Just like that, a bulletproof high-availability cluster imploded into itself. All we had left at that point were the pristine backups, and the off-site WAL archives. This is one of the major reasons I wrote walctl, actually. Keeping archived WAL files on a tertiary server isolates them from issues that affect the primary or disaster recovery clusters. Further, it means the files can be pulled by any number of new clones without overloading the masters, which are intended to be used for OLTP.

In this case, we pulled a backup from the off-site backup vault, gathered the WAL files that were generated before the CPU went bad, and got the cluster running again in a couple of hours. But this could have easily been much worse, and without the previously-mentioned expensive paranoia and surplus of redundancy levels, it would have. And despite the fact we recovered everything, there’s still the several-hour outage to address.

You see, we weren’t paranoid enough. For a truly high-available architecture, corruption of the data source should always be considered a possibility. Both DRBD and PostgreSQL strive to copy data as quickly as possible, just as they should. Synchronization delay is another huge, but unrelated problem applications often need to circumvent when communicating with replicas. One way to solve this is to keep a third standby server that uses traditional WAL consumption, and then implement a time delay.

Effectively, this means preventing the extra server from processing WAL files for some period of time. This interval allows a DBA to interrupt replay before corruption reaches a fully online replica. It takes time for monitoring systems to report outages, and for the DBA to log into a server and diagnose the problem. As we’ve seen, it can already be too late; the data is already corrupt, and a backup is the only recourse. But a delayed server is already online, can easily be recovered to a point right before the corruption started, and can drastically reduce the duration of an outage.

There are several ways of imposing this delay, and all of them require at least one more series of scripts or software to strictly regulate file availability. They’re also largely irrelevant since the introduction of PostgreSQL 9.4 and the recovery_min_apply_delay setting. Instead of a cron job, or using a complicated script as the restore_command in recovery.conf, or some other method, we just set this variable and we get the desired offset. Here’s a two-hour window:

recovery_min_apply_delay = '2h'

This works with both streaming replication, and more traditional WAL file recovery. There is however, one caveat to using this setting. Since the replica can not apply the changes as they’re presented, they are held in the pg_xlog directory until the imposed purgatory expires. On highly transactional systems, this can result in unexpected space usage on replicas that activate the setting. The larger the safety margin, the more files will accumulate awaiting replay.

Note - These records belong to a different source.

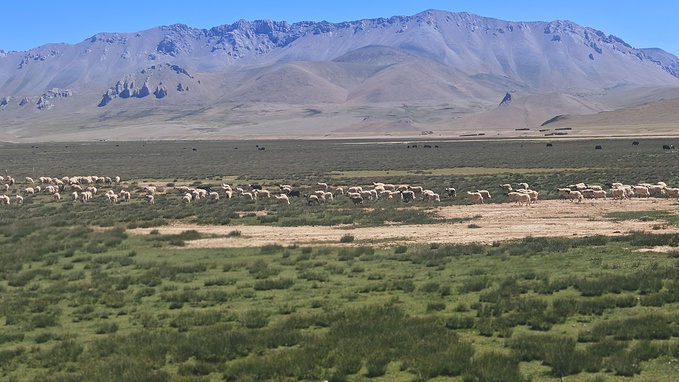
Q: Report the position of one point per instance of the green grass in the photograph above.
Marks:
(82, 299)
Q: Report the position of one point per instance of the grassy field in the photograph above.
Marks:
(82, 299)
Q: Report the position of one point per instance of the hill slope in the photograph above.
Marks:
(254, 78)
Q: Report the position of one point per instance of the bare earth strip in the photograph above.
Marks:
(495, 222)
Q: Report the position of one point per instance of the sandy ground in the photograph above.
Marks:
(490, 223)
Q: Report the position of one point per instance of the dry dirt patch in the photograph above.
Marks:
(491, 223)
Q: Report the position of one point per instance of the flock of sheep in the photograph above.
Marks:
(619, 191)
(85, 188)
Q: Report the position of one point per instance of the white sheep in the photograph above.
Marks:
(431, 196)
(641, 191)
(506, 188)
(672, 192)
(575, 195)
(263, 194)
(475, 197)
(619, 193)
(282, 199)
(484, 193)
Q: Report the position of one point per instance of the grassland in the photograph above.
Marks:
(83, 299)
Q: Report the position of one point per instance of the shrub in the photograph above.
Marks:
(436, 306)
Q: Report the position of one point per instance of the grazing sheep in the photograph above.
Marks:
(506, 188)
(520, 197)
(484, 193)
(619, 193)
(514, 197)
(431, 196)
(656, 190)
(475, 197)
(111, 198)
(672, 192)
(408, 196)
(575, 195)
(533, 196)
(85, 196)
(356, 198)
(282, 199)
(263, 194)
(641, 191)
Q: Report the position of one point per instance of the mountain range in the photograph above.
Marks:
(435, 72)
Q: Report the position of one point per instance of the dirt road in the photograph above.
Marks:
(490, 223)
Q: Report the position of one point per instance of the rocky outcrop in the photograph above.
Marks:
(506, 100)
(153, 77)
(160, 91)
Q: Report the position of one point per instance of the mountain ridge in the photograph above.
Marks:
(462, 61)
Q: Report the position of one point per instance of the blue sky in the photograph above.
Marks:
(27, 24)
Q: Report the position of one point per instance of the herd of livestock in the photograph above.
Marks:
(85, 188)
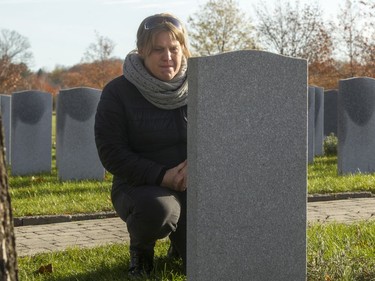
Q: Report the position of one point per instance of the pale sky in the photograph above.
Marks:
(60, 31)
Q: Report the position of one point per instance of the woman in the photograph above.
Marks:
(140, 133)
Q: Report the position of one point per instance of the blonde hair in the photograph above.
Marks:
(146, 37)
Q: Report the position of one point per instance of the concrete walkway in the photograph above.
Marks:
(50, 237)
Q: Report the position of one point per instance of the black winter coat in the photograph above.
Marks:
(136, 141)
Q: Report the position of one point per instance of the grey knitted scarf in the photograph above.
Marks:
(166, 95)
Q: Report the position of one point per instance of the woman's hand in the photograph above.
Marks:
(176, 178)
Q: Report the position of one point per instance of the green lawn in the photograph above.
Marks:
(46, 195)
(334, 252)
(323, 178)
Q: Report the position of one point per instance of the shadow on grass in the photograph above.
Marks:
(164, 269)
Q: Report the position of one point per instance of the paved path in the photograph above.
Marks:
(35, 239)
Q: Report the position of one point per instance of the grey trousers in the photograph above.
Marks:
(152, 213)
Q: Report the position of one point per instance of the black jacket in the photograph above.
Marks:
(136, 141)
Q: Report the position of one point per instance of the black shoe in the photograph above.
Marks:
(141, 263)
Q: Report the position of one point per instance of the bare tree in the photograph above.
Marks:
(350, 38)
(293, 31)
(368, 47)
(14, 57)
(101, 50)
(220, 26)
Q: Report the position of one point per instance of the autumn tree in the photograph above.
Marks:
(368, 48)
(293, 31)
(220, 26)
(298, 31)
(98, 66)
(350, 38)
(14, 57)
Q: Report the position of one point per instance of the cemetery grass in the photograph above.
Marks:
(323, 178)
(334, 252)
(45, 194)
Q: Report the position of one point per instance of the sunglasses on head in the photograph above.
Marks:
(156, 21)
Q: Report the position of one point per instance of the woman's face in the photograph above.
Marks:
(164, 61)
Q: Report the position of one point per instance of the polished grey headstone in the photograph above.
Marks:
(31, 133)
(5, 109)
(311, 124)
(247, 155)
(356, 125)
(76, 154)
(330, 112)
(319, 122)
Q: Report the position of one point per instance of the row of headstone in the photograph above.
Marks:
(27, 117)
(247, 157)
(349, 115)
(315, 122)
(356, 125)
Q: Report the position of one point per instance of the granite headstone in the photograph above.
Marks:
(311, 124)
(247, 155)
(76, 154)
(31, 133)
(330, 112)
(5, 109)
(356, 126)
(319, 122)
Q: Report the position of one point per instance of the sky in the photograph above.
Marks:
(60, 31)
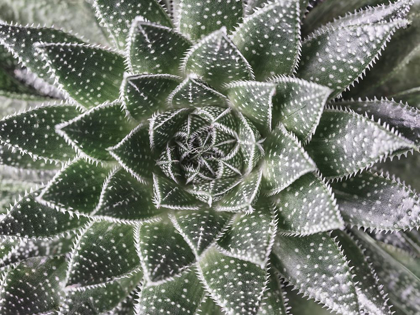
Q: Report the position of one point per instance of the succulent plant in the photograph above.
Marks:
(209, 157)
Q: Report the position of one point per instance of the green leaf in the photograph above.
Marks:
(346, 143)
(101, 253)
(402, 117)
(270, 39)
(298, 105)
(402, 286)
(33, 286)
(316, 266)
(90, 76)
(76, 187)
(200, 229)
(20, 42)
(97, 299)
(217, 61)
(242, 198)
(372, 299)
(162, 250)
(125, 198)
(197, 19)
(144, 95)
(284, 161)
(180, 295)
(155, 49)
(169, 195)
(30, 219)
(117, 16)
(254, 100)
(306, 207)
(370, 29)
(192, 92)
(373, 201)
(98, 129)
(133, 153)
(235, 285)
(251, 236)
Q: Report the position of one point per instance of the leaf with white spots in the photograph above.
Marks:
(148, 48)
(19, 41)
(243, 197)
(143, 95)
(200, 228)
(254, 101)
(30, 219)
(270, 39)
(89, 75)
(192, 92)
(33, 286)
(179, 296)
(33, 132)
(97, 299)
(134, 154)
(76, 187)
(373, 201)
(404, 118)
(306, 207)
(316, 266)
(372, 299)
(235, 285)
(162, 250)
(117, 15)
(358, 40)
(102, 252)
(284, 161)
(251, 236)
(345, 143)
(298, 105)
(125, 198)
(93, 132)
(217, 61)
(196, 19)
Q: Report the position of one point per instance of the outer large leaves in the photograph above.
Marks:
(345, 143)
(315, 265)
(270, 39)
(90, 75)
(373, 201)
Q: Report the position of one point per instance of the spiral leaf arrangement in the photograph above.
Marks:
(204, 164)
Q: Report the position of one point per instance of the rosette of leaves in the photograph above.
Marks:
(202, 164)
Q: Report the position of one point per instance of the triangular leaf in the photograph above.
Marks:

Barring that, it’s a huge win for anyone who wants to run a highly available cluster. In fact, it can even be integrated into cluster automation, so a delayed server is stopped if the primary system is down. This keeps our desired window intact while we investigate the problem, without us having to stop troubleshooting and shut down the time-offset replica ourselves.

In addition, a delayed server can be used for standard recovery purposes. If a user erroneously deletes data, or a rogue process drops a critical object, there’s a replica ready and waiting to let us recover the data and reintroduce it to the master server.

Having a server sitting around with self-inflicted synchronization offset seems ridiculous at first glance. But from the perspective of a DBA, it can literally save the database if used properly. I highly recommend anyone who can afford to implement this technique, does so. Your system uptime will thank you.